Tuesday, October 1, 2013

Trapping the Baby

Inside the cabin, Helina is as a safe as any baby that lives in a house.  She's maybe even safer.  We don't have hard corners, stair cases, open windows, electrical outlets near the floor, or other common household hazards.  On deck, however, we need to watch Helina like hawks and make sure she is in a confined space, strapped into place, in a life jacket, etc., etc.  After all, on deck, she is a stumble away from falling into the water.

In summary: inside cabin, safe; outside on deck, unsafe.     

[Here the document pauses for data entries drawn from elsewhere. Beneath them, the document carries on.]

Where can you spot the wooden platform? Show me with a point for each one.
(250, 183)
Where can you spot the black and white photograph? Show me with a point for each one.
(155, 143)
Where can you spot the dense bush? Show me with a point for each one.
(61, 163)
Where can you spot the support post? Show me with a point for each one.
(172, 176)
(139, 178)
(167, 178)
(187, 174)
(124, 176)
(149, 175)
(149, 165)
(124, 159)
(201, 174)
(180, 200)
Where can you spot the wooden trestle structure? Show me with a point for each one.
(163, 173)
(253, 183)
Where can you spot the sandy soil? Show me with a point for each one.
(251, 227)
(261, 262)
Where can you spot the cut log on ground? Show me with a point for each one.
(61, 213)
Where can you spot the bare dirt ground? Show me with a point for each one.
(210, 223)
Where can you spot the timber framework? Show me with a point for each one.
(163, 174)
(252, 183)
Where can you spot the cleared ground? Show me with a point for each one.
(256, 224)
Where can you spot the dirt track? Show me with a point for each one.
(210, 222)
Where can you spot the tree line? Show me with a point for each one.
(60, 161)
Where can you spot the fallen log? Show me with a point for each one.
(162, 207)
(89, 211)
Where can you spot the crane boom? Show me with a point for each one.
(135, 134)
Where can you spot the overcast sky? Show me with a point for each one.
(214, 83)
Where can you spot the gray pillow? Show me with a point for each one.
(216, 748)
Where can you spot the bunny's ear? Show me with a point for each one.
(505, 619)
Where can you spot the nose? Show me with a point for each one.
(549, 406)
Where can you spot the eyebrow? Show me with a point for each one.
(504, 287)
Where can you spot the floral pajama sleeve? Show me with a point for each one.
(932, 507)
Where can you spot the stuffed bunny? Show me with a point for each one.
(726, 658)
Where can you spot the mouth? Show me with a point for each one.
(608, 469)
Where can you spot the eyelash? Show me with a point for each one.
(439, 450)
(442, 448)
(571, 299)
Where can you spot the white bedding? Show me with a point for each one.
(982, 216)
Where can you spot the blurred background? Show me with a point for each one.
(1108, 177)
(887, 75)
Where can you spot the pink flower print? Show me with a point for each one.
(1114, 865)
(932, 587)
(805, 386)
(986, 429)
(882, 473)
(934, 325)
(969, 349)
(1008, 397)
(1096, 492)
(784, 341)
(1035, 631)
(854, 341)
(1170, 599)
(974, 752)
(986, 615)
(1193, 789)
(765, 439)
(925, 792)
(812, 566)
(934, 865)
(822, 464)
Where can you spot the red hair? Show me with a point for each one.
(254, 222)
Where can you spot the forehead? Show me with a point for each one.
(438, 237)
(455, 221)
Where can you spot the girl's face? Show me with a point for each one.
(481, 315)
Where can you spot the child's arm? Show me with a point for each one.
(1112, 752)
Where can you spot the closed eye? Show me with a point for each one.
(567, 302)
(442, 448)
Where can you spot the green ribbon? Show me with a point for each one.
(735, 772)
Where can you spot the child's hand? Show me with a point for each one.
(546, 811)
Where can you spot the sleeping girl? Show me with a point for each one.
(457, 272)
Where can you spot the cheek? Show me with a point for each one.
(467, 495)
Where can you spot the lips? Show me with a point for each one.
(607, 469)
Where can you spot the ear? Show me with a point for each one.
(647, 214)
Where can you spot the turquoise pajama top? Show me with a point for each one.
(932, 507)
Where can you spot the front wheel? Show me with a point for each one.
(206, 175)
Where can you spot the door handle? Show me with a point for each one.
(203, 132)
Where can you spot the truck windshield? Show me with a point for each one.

Our challenge, then, is to make sure that Helina remains trapped inside the cabin so that she does not end up on deck without our knowledge.  Since Sea Gem has a very steep staircase/ladder separating the cabin from the deck outside, and since there is a fairly complicated latch/lock keeping the door closed, we figured we'd have at least  3 or 4 years before Helina would be able to climb up and open the door to the deck.

As it turns out, we were perhaps a little optimistic.  Helina is 14 months old, and she can already shoot up the ladder in the blink of an eye.

The Art of Escape
We are constantly pulling her off the ladder after turning our backs for only a few seconds.  And that complicated latch we are relying on?  Our friends with small children who just visited informed us that, as soon as she can reach the latch (probably when she is two), she'll have no problem opening the door.  And we certainly can't have a two-year-old Helina letting herself outside.

And so we realized that we need to make the complicated latch mechanism a little more complicated.  After some trial and error, we settled on the following configuration:

Security
To unlock the door, the stainless steel handle swings to the right.  To unlock the handle, the pin is removed by pushing the button in and pulling down.  That much was already in place.  Now, to unlock the pin, the grey child lock needs to be squeezed on both sides and pulled down.

That should buy us some time.  But if she learns to open the child lock earlier than we'd like her to, we can always replace it with a combination lock.  That will make it harder for us to get out, too, but it will sure keep Helina in place.  Another option we thought of is to add a latch on the outside of the door that would require enough height to reach over the door to unlatch it.  So, one way or another, we'll be trapping Helina in the cabin for the foreseeable future.